Na wschodnim krańcu parku im. Romualda Traugutta, przy chodniku wzdłuż jezdni Wybrzeża Gdańskiego, na trawniku, leżą trzy głazy (dwa stanowią podstawę dla największego o gładko rozłupanych ścianach) tworzące pomnik Pracy Nauczycieli.
Jeszcze w latach 90-tych ubiegłego stulecia na największym z kamieni można było przeczytać: „Takie Rzeczypospolite będą, jakie ich młodzieży chowanie – Staszic”, poniżej zaś tekst informacyjny: „Ku uczczeniu pracy nauczycieli, Prezydium Rady Narodowej m.st. Warszawy, 12.XI.1958”. Na jednym z dolnych kamieni (prawym) umieszczona była tablica z brązu z treścią: „W roku 1938 ufundowany dla uczczenia pracy nauczycieli przez Zarząd Miejski m. st. Warszawy. W 1944 r. rozbity przez okupanta hitlerowskiego. W 1958 r. ponownie wzniesiony, w Dniu Nauczyciela, przez Radę Narodową m. st. Warszawy”.

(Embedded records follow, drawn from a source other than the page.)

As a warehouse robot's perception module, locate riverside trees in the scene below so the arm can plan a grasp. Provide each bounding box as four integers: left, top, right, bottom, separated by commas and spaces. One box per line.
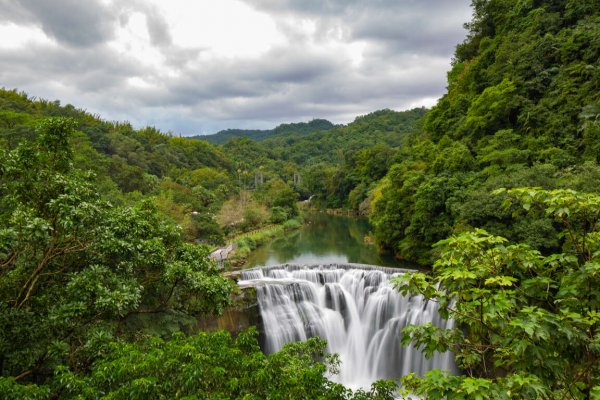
395, 188, 600, 399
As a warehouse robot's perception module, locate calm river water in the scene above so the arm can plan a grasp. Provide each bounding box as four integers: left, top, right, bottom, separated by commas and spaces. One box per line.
244, 213, 414, 268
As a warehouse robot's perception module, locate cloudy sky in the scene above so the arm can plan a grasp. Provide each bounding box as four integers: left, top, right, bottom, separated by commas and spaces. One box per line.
0, 0, 471, 135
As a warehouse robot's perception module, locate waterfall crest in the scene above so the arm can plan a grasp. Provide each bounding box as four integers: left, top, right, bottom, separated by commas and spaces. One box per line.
238, 264, 457, 388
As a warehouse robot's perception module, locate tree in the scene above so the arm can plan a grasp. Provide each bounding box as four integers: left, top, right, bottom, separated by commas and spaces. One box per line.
395, 188, 600, 399
0, 117, 232, 382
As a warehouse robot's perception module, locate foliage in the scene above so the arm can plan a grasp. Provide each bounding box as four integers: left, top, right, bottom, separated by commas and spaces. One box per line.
0, 117, 232, 383
395, 188, 600, 399
0, 330, 394, 400
368, 0, 600, 263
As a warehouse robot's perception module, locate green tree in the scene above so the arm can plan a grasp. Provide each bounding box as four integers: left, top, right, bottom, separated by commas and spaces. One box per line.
395, 188, 600, 399
0, 117, 232, 382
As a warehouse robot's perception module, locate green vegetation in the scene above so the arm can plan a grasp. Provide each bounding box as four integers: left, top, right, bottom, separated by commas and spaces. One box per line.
395, 188, 600, 399
192, 119, 335, 144
0, 0, 600, 399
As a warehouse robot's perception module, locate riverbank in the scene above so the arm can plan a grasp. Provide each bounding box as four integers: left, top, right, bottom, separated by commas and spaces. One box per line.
221, 219, 302, 269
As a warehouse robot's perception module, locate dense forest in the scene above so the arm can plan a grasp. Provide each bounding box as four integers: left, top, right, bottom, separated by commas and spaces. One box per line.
0, 0, 600, 399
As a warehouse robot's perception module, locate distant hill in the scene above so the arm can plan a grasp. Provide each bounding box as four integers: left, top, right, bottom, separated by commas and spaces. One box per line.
190, 119, 336, 144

Obecnie na dolnym kamieniu nie ma już tablicy, zaś na największym głazie, wyryty jest napis: „Odrodzić dusze ludzkie, zmienić człowieka, zrobić go lepszym, potężniejszym i silniejszym – oto wasze zadanie. Józef Piłsudski”. Poniżej informacja: „Ku uczczeniu pracy nauczycielstwa stolicy w 20-stą rocznicę odzyskania Niepodległości. Zarząd Miejski 1938 rok”. Tenże kamień-pomnik został odsłonięty 12 listopada 1938 r., z okazji Dnia Nauczyciela w 20-stą rocznicę odzyskania niepodległości. Miał upamiętniać patriotyzm i zasługi nauczycieli Warszawy w ich walce o umysły i serca młodych Polaków wynaradawianych w szkołach zaborców, a także uhonorować trud wychowawczy już w niepodległej Ojczyźnie.
Otoczenie pomnika było wówczas inne niż obecnie – stanął na rozległym, nie zadrzewionym trawniku, z dala od jezdni Wybrzeża Gdańskiego. Zniszczony został przez Niemców w 1944 r. W Dniu Nauczyciela w 1958 r,, a więc w 20-stą rocznicę pierwotnego, uroczystego odsłonięcia, odsłonięto go ponownie z inicjatywy Rady Narodowej Warszawy. Rozbite części kamienia ułożono w nowej konfiguracji. Odwróciwszy dyskretnie lico z pierwotną inskrypcją na jednym z boków kamienia wyryto słowa hetmana Jana Zamoyskiego, przypisując je błędnie Stanisławowi Staszicowi. Fakt ten – można by rzec – stanowi swoistego rodzaju „pomnik” poziomu umysłowego członków ówczesnej Rady Narodowej. Pod koniec lat 90-tych ubiegłego wieku górny głaz wymieniono na nowy, z wyrytą na nowo, pierwotną inskrypcją.